The iPads can easily be used to replace other tools like texts and notebooks, but the true challenge lies in using the devices to change learning at Chesapeake.
Vice President for Technology and Academic Support Doug Gray said the program was designed to bring both academic and financial benefits to students. Students can use the devices to have access to resources any time they need to work. They can also use apps to enhance their classroom learning experiences
"The primary goal of this project is to support a transformative learning environment to improve instruction and learning," Gray said. "Our pilot program last year was successful, so we’re happy to expand the project to include more students."
Gray noted that the digital divide remains a problem in Chesapeake’s five-county service area. Access to both equipment and an internet connection is a challenge for some. The InspirED program is leveling the playing field for students who participate. The students now have the equipment to take advantage of the reliable Wi-Fi at Chesapeake.
Even with the boost from technology, students come to Chesapeake College with varying levels of technical knowledge. The pilot program includes customized, one-on-one training for students through Chesapeake’s Academic Support Center tutoring team. The tutors will take students through a preparation checklist to ensure mastery of the basic skills such as submitting assignments and conducting research.
France said the InspirED program includes training and tech support. A goal, she said is to make the program accessible for students at all levels of technological experience.
Librarians were also involved in training to help faculty find and vet open-source materials. Librarians will be available to help students once the classes begin.
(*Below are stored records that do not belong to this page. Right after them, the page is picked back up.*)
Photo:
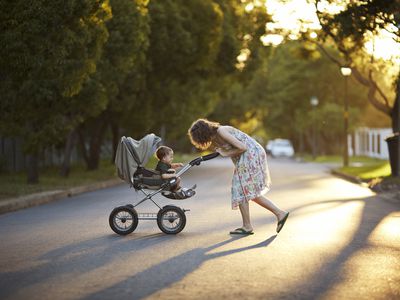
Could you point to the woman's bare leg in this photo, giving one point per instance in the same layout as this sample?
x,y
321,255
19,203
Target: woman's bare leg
x,y
264,202
245,212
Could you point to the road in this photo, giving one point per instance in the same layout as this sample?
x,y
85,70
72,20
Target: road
x,y
340,242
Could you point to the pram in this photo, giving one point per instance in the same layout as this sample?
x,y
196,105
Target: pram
x,y
131,157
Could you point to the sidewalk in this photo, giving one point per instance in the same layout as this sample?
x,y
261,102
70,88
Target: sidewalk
x,y
392,195
13,204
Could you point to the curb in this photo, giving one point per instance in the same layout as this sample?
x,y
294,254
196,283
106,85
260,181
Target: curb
x,y
13,204
351,178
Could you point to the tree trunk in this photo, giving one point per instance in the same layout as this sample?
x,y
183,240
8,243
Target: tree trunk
x,y
32,168
69,146
82,144
96,130
115,139
394,143
395,113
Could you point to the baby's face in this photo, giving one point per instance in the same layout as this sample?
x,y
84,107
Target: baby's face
x,y
169,157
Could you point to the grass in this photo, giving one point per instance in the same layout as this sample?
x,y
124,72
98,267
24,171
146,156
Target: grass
x,y
363,167
14,184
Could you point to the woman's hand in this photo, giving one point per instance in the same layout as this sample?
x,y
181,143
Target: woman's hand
x,y
222,152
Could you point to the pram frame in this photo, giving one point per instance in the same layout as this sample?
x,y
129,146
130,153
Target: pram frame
x,y
182,171
163,211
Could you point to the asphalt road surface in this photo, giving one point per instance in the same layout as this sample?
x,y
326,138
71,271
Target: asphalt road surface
x,y
340,242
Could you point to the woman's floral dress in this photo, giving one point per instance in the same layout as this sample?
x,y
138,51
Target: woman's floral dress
x,y
251,177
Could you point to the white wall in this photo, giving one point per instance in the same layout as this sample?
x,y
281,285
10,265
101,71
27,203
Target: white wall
x,y
371,142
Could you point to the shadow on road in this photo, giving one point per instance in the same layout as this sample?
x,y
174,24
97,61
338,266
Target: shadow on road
x,y
331,272
170,271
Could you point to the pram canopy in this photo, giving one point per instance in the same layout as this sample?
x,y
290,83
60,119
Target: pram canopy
x,y
133,154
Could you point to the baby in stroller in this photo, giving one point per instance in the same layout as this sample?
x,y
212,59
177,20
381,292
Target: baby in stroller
x,y
167,171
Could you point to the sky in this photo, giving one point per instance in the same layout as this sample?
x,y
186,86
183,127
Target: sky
x,y
288,15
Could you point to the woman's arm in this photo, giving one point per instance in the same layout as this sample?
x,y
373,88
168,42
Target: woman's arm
x,y
239,147
176,165
167,176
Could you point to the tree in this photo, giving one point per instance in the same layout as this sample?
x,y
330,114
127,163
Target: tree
x,y
118,73
185,43
350,29
49,50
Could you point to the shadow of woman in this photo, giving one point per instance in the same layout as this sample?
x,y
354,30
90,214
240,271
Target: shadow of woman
x,y
167,273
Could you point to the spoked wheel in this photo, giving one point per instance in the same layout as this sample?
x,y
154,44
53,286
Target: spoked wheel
x,y
171,219
123,220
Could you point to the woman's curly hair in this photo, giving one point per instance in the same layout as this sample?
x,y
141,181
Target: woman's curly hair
x,y
202,132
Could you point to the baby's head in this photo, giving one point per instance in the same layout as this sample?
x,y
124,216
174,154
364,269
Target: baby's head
x,y
165,154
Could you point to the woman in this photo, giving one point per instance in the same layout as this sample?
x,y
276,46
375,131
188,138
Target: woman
x,y
251,178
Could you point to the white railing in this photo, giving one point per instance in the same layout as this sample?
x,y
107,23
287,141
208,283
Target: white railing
x,y
371,142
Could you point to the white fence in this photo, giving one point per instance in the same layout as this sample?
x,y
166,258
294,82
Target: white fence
x,y
371,142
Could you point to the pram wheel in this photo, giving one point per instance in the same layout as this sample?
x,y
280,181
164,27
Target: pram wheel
x,y
123,220
171,219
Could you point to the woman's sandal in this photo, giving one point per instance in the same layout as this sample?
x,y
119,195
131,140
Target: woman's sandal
x,y
282,222
241,231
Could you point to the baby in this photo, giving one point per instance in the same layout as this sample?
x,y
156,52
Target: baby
x,y
167,171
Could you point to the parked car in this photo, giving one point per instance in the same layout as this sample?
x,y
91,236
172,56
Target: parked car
x,y
280,147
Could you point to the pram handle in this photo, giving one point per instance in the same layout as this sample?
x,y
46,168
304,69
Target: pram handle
x,y
198,160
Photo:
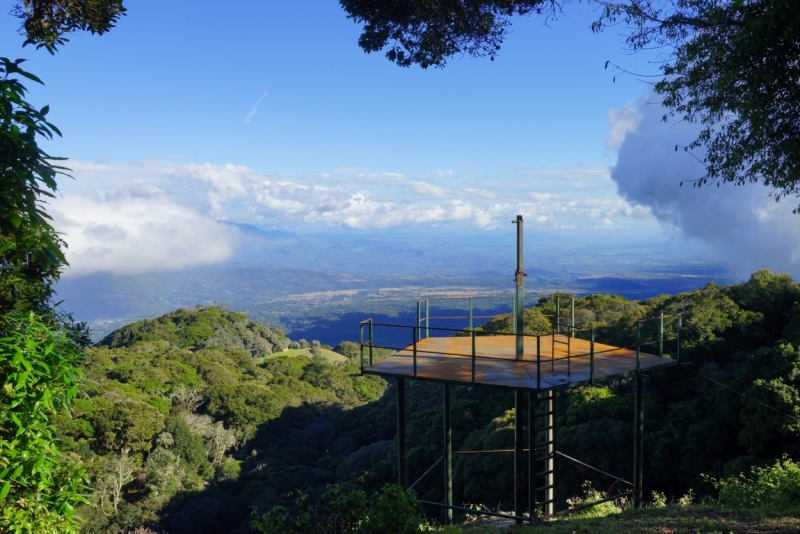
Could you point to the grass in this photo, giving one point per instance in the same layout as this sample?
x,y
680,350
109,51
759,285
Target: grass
x,y
695,519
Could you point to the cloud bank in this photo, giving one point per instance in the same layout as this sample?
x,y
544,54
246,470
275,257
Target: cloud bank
x,y
743,223
158,215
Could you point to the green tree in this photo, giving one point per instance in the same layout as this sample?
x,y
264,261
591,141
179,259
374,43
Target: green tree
x,y
45,22
728,65
30,249
39,486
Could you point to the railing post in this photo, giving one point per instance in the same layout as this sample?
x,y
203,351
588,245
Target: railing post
x,y
419,314
427,319
591,357
558,315
572,318
473,356
538,362
448,455
415,352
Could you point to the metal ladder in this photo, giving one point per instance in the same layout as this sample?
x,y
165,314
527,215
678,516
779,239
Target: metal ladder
x,y
543,453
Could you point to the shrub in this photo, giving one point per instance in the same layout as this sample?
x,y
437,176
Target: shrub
x,y
391,510
771,488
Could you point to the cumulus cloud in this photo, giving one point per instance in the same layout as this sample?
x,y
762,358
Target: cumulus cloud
x,y
136,229
743,223
157,215
620,122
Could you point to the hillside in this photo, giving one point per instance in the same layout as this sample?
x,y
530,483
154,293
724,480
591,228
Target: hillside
x,y
200,416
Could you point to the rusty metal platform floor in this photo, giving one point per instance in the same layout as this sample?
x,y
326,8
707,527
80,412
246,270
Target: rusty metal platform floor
x,y
449,359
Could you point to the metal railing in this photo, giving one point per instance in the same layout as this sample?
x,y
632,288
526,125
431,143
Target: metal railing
x,y
369,344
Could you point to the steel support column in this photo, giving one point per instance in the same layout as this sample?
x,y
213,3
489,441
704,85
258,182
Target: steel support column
x,y
402,475
519,455
638,442
550,463
448,455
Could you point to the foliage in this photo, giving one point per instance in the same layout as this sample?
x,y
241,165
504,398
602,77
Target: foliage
x,y
775,488
391,510
427,33
45,22
39,486
30,249
729,71
591,495
726,65
304,421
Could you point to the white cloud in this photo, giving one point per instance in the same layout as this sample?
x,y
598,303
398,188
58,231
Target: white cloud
x,y
743,223
156,215
620,122
137,229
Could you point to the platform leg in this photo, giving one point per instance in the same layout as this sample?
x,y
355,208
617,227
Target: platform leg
x,y
448,456
519,455
402,476
638,443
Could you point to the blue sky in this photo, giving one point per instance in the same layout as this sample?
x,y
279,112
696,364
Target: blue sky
x,y
270,114
179,78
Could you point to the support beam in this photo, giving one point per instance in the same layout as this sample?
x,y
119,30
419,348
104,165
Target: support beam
x,y
531,456
638,442
520,500
448,456
402,474
550,463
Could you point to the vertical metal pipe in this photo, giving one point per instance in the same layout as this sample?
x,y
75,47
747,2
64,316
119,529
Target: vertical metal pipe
x,y
371,342
638,344
520,302
572,318
402,477
558,315
427,318
519,454
513,315
538,362
638,442
473,357
591,357
415,352
550,463
419,314
448,455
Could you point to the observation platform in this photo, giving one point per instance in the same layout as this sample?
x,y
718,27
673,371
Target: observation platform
x,y
549,361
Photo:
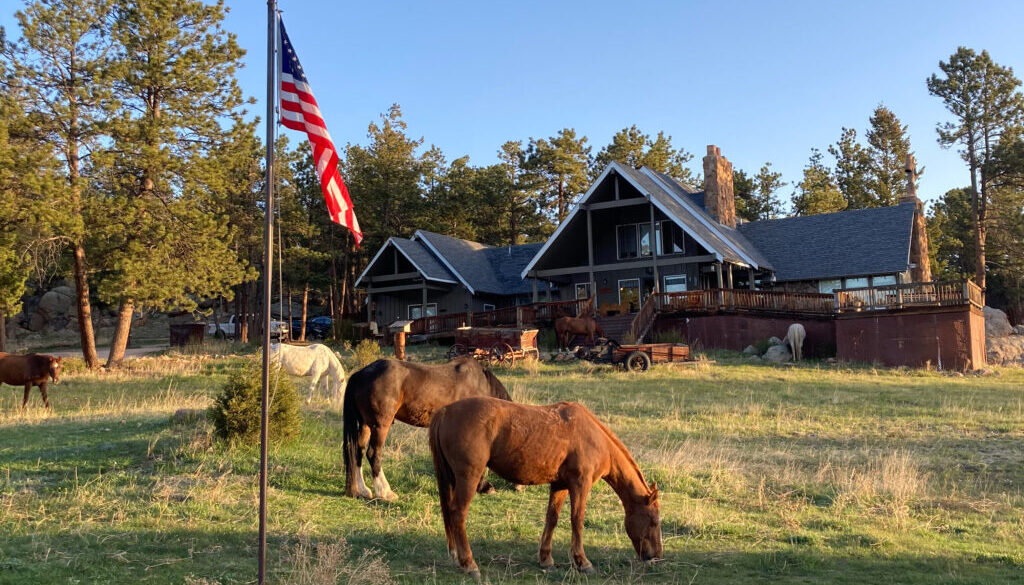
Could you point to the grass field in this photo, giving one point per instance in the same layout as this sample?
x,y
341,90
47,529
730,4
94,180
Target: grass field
x,y
815,473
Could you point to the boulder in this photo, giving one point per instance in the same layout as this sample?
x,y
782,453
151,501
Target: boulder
x,y
996,324
1007,350
777,354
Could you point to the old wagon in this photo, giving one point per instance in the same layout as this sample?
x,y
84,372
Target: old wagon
x,y
637,357
495,344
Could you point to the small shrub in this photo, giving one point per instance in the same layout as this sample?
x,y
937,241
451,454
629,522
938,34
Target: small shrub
x,y
236,413
366,352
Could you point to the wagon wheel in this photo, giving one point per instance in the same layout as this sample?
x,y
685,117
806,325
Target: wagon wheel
x,y
456,350
637,362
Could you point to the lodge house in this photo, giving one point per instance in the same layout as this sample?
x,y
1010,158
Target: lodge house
x,y
637,228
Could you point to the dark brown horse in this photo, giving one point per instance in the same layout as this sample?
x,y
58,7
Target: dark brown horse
x,y
389,389
30,370
566,328
562,445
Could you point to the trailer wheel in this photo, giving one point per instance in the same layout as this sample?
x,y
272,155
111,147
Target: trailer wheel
x,y
637,362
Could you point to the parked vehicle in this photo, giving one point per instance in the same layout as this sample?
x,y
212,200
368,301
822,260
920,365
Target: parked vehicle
x,y
279,329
"The development of these classes was a true team effort. It was the perfect situation for collaboration," France said. "Each class has a designer, librarian and tutor assigned to it to support the instructor and students." Students in the pilot program used their iPads beyond their dedicated classes and course assignments. Students can take photos of notes on a class board, download study apps, make videos for projects, and better communicate with their instructors and with each other.
The iPads allow students to work collaboratively without scheduling meetings. This is a big help when managing group projects on different schedules. Farina said the technology allows the students to learn and review anywhere. Research sources that previously required a trip to a library can now be accessed any time and from any place.
"The digital versions or e-textbooks provide a variety of tools to allow for easy note-taking, bookmarking and searching within the e-text to improve comprehension," said Instructional Designer Jamie Gunsallus.